Secretive and nocturnal, it spends the day hidden in sand or among decor, emerging to wriggle across the bottom in search of food.
Its intermediate rating comes from its sensitivity to water quality and its escape-artist tendencies, not from complex needs.
Patient keepers who provide the right substrate and a group are rewarded with a quirky, long-lived fish.
Housing
Provide a tank of at least 75 litres (20 gallons) with a soft sand substrate they can burrow into safely.
Maintain 24-28C (75-82F), pH 5.5-7.0, in a fully cycled, mature setup; these scaleless loaches react badly to ammonia, nitrite, and unstable water.
Dense plants, driftwood, and caves give the security they need to come out more often.
Every gap, filter intake, and lid opening must be sealed, as kuhlis are determined escapees that squeeze through surprisingly small openings.
Diet
Kuhli Loaches are bottom-feeding omnivores that forage in soft substrate.
Feed sinking pellets, wafers, and tablets, plus frozen or live bloodworm, daphnia, and brine shrimp, all delivered to the bottom where they can reach it.
Because they are shy and often feed at night, offer some food after lights-out so faster fish do not take everything.

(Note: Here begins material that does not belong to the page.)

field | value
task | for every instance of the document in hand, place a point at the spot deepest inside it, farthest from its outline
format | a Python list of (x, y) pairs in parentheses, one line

They sift sand for morsels, so a fine substrate aids natural foraging and keeps these slim fish well fed.
Health
As scaleless fish, Kuhli Loaches are unusually sensitive to medications, salt, and copper, and to poor water quality and ammonia spikes.

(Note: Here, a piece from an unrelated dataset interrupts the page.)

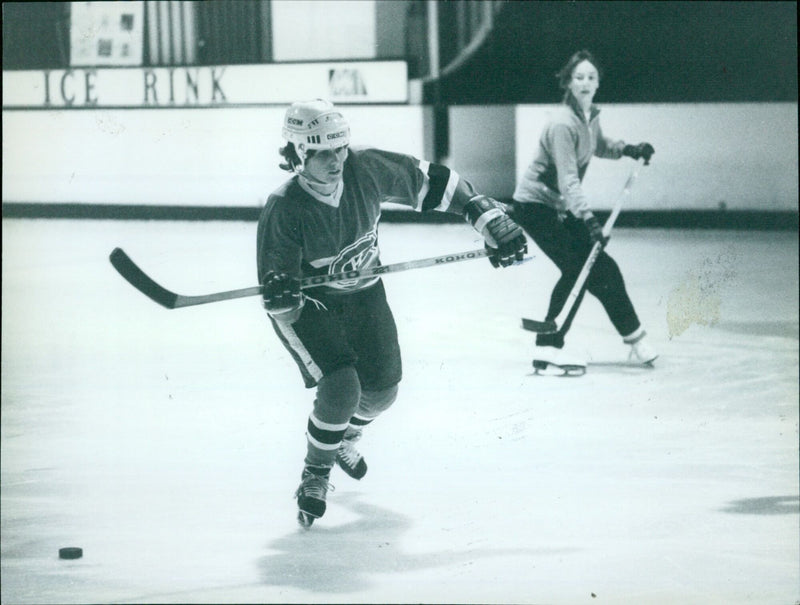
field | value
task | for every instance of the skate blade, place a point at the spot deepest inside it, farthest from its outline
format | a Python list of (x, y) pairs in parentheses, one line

They should only go into a fully matured, stable tank, and any treatment must be dosed cautiously, often at reduced strength.
Watch for skin irritation, faded banding, and lethargy as early warning signs.
Quarantine new fish, keep nitrate low, and avoid sharp substrate.
Given clean, stable water they are surprisingly long-lived, often reaching seven years or more.
Temperament
Kuhli Loaches are peaceful and timid, and are social animals that show natural behaviour only in groups of five or six or more.
Kept singly they hide constantly and are rarely seen, which keepers often mistake for the species simply being shy.
They ignore other fish and suit calm communities with small, non-aggressive tankmates such as rasboras, tetras, and corydoras.
Avoid large or predatory fish that might harass or eat these slender, defenceless loaches.